Now was she no longer alone in this sad world, for her god (that is, Satan) had come to succour her, or had at least sent her a messenger. She asked him which he was, Satan or lesser demon. At the mention of Satan’s name, he bowed his head reverently. He admitted that he was but one of many fallen angels who had left Paradise with the Awful Prince. At first she was cast down, for she had hoped to hear that it was the Prince himself. But she looked again, and marked how handsome a man he was and of what a fine ruddy complexion. She saw how strong were his shoulders, and how arched and strong his chest. She was thankful then that Satan had not seen fit to send her merely some ancient hag or talking cat, ram, or little green bird, but this stalwart demon. She thought, ‘He can protect me even from the hate of Mrs. Hannah.’ She thought, in her utter and damnable folly, ‘He can protect me from the Wrath of God.’
The whole barn fell into the cellar hole. As she looked towards this glowing pit, she thought of that vaster and crueller bonfire in which her soul would burn forever. She thought well to ask him a little concerning those pains which she later must suffer. He laughed at her. There would be, he said, no pain. Those who served Satan faithfully in this world were never burned in Hell. Was not Satan King of Hell? Why should he burn those who loved and obeyed him? She was stuffed full of lunatic theology. The only souls that suffered in Hell were such of God’s subjects as had angered Him and yet had made no pact of service with Satan. These the devils burned—even as God ordered. It gave them a thing to do. He pointed out there were no angels in Hell watching out that God’s orders be fulfilled, so naturally the devils did not carry out the cruel sentences God meted out to true subjects of Satan. Again he said, ‘Why should they?’
She asked him of news concerning her father and mother—good witches whom the French had burned in Brittany. These he assured her roamed happily and at free will, finding cooling breezes even in Hell. When it pleased them, they sat and conversed with antiquity or with the greatest kings, princes, etc., who had ever lived in this world. But her mother was a kindly woman and got more pleasure out of good deeds than from idle conversation. Therefore Satan permitted her to go about among those who burn and give them water or fan away the smoke. Doll was convinced that the messenger had indeed seen her mother, whom she always remembered as a gentle and loving woman.

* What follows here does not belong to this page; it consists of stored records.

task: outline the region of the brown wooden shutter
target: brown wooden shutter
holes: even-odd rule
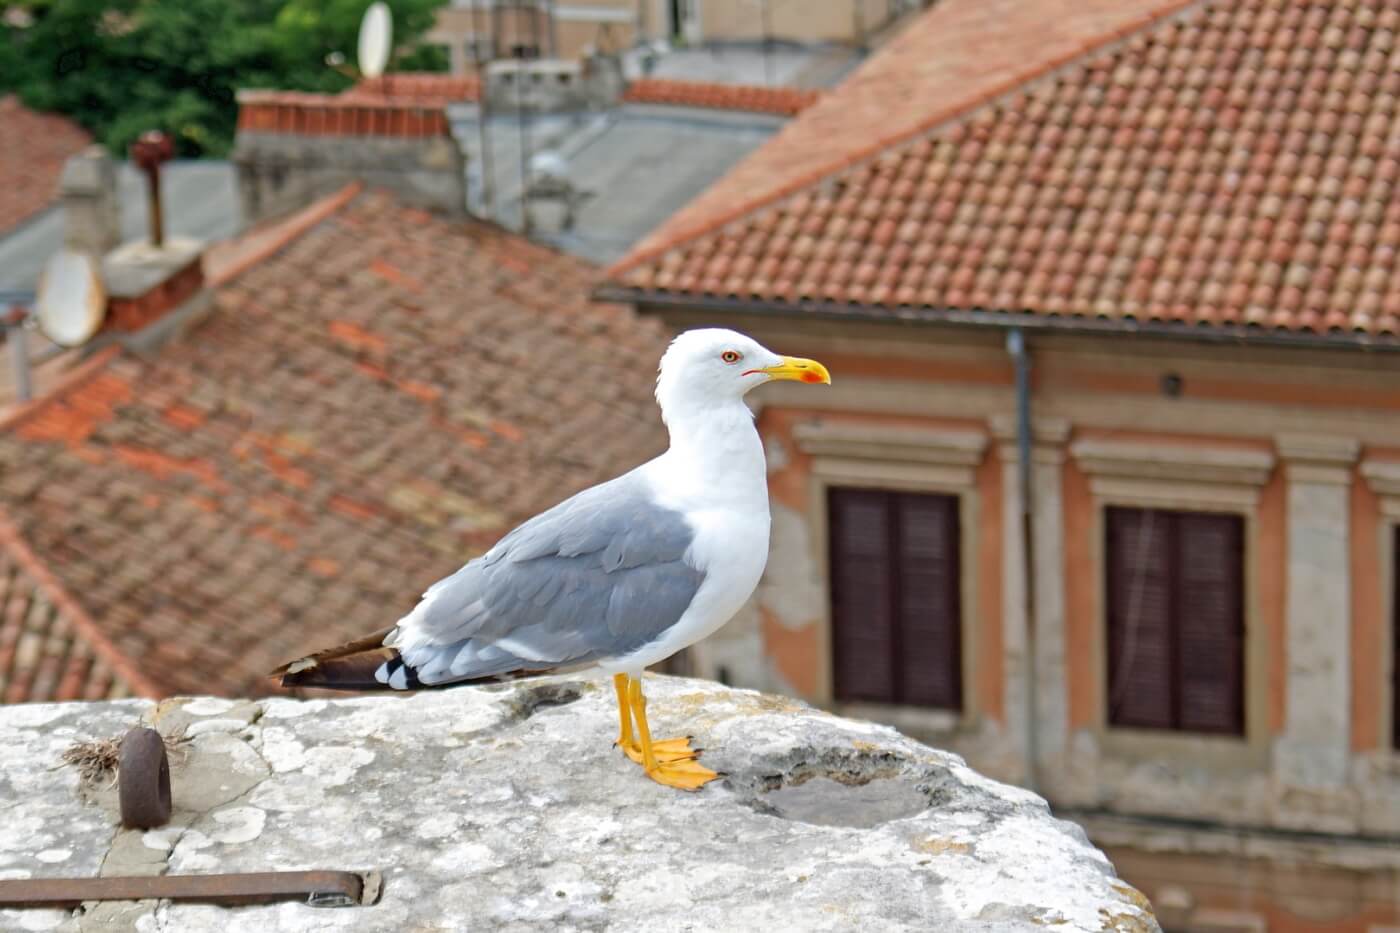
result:
[[[838,700],[962,708],[958,501],[832,489]]]
[[[899,699],[962,709],[958,500],[900,495],[895,502]]]
[[[832,489],[832,675],[840,700],[895,701],[889,497]]]
[[[1243,733],[1243,519],[1110,508],[1106,525],[1109,722]]]
[[[1175,516],[1178,728],[1244,732],[1244,522]]]
[[[1155,509],[1107,510],[1108,721],[1172,726],[1170,522]]]

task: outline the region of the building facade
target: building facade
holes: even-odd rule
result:
[[[563,59],[642,42],[834,42],[864,46],[918,3],[904,0],[454,0],[427,39],[445,45],[455,74],[516,45]]]
[[[1396,921],[1395,356],[1034,336],[1027,522],[1002,335],[725,321],[834,385],[764,391],[769,569],[697,673],[1035,787],[1198,925]]]
[[[614,266],[834,381],[693,668],[1034,787],[1168,930],[1400,924],[1397,30],[946,0]]]

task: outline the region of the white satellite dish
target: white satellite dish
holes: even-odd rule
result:
[[[79,346],[97,333],[107,295],[92,257],[71,249],[50,256],[39,275],[34,313],[44,336],[59,346]]]
[[[389,15],[389,5],[375,0],[360,20],[360,74],[366,78],[382,75],[384,66],[389,64],[389,50],[393,44],[394,20]]]

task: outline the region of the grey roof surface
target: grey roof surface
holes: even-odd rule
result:
[[[656,59],[649,77],[716,84],[832,87],[862,58],[857,49],[835,43],[776,40],[765,52],[761,42],[710,42],[694,48],[667,49]]]
[[[122,239],[147,228],[146,180],[130,165],[118,172]],[[233,163],[175,161],[161,174],[165,231],[171,236],[218,240],[243,228]],[[0,238],[0,290],[33,291],[44,263],[63,245],[63,209],[54,206]]]
[[[453,133],[468,153],[469,207],[519,230],[521,132],[516,118],[488,120],[493,191],[487,212],[476,107],[454,106],[450,113]],[[637,104],[534,117],[526,128],[529,150],[564,156],[574,185],[592,197],[579,206],[572,229],[563,228],[561,205],[534,202],[530,235],[592,262],[612,262],[786,122],[767,114]]]

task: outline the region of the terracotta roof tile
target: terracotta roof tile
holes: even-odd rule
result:
[[[627,86],[622,99],[632,104],[672,104],[791,117],[812,106],[819,97],[821,91],[811,88],[639,78]]]
[[[481,82],[476,75],[405,71],[363,78],[339,96],[346,100],[393,98],[445,106],[455,101],[479,100]]]
[[[264,692],[664,446],[664,335],[581,301],[595,275],[354,196],[158,356],[0,429],[0,511],[159,691]]]
[[[135,690],[71,611],[0,550],[0,703],[103,700]]]
[[[0,231],[43,210],[58,196],[68,157],[92,137],[67,117],[37,113],[13,94],[0,97]]]
[[[1060,6],[945,0],[613,277],[872,313],[1400,336],[1393,0],[1086,3],[1077,26]]]

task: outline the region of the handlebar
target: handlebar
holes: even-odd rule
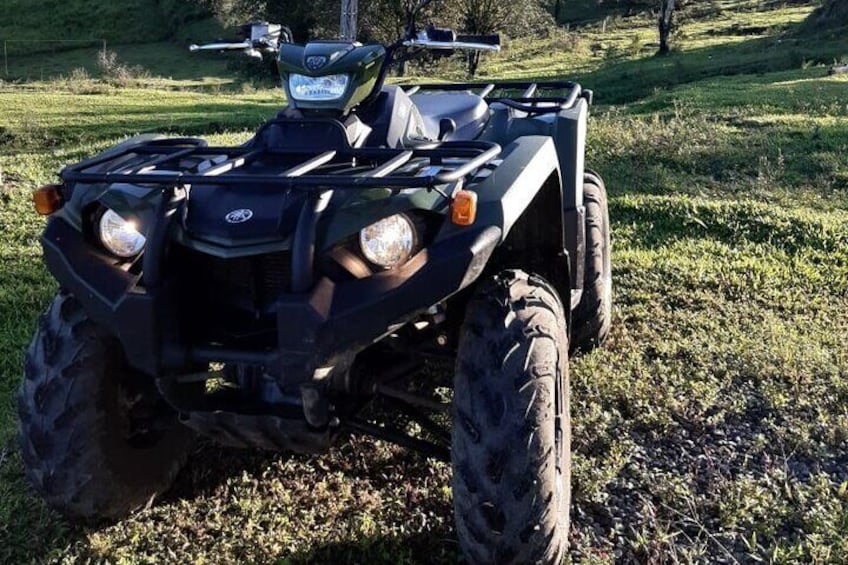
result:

Was this kind mother aware of her daughter’s sufferings? Was it she who had thought to send him to comfort her? No, no. A mortal who is dead cannot see back into life. It was Satan himself who had pitied her and ordered him to her side. Him he bade her worship, ‘Truth in and humbly.’ At first she could not understand this reversal of many sacred phrases. Later she came to know this blasphemous jargon well. For every night she said Our Lord’s most holy prayer backwards—thereby addressing herself to Satan; but what came to her as punishment for this wicked practice we shall see.
He had about him a bottle of grog, and from this he baptized her, ‘Ghost holy and son, Father of name the in.’ Now he said she was no longer Bilby’s Doll. Now she was the Devil’s Doll. And he kissed her reverently upon the forehead. His pretty imp peeked out from within his blue blouse where he kept it. He bade her stroke it. This she did. She said it was a warm and gentle imp, with tired and thoughtful (but not malicious, as she had at first thought) eyes. It was well furred and, if it were not for its wise, sad face and minute black hands, she might have thought it indeed but an animal. She came to love this imp, playing with it and petting it. Its name, he said, was Bloody Shad. ‘Why,’ she said, ‘that is the name of one of the pirates that escaped.’ The fiend said he knew that fine fellow well. He had taken his nickname from the imp the young woman now held in her pretty little hands.
The fire was laid and the dawn gave more light than the embers. Birds shook the thin, watery air with their calling. A few men still stood about the fire. The one called to the other that Ahab was in a village garden devouring new-set cabbage plants and terrifying women. Doll leaned towards these men, listening to their news. As she turned back to inquire of her instructor the true status of Ahab in the community and in the Hierarchy of Hell, she found to her great sorrow that he was gone.
At the same time one of the barnyard fowls who the night before had suffered bitterly, being as he was a cock, struck a gallant attitude upon a heap of dung, and, lifting his head, greeted the coming day with a triumphant cock-a-doodle-doo. She heard the cocks on her own farm answer this challenge with distant fairy cries.
This was a new day, and with it came great hopes.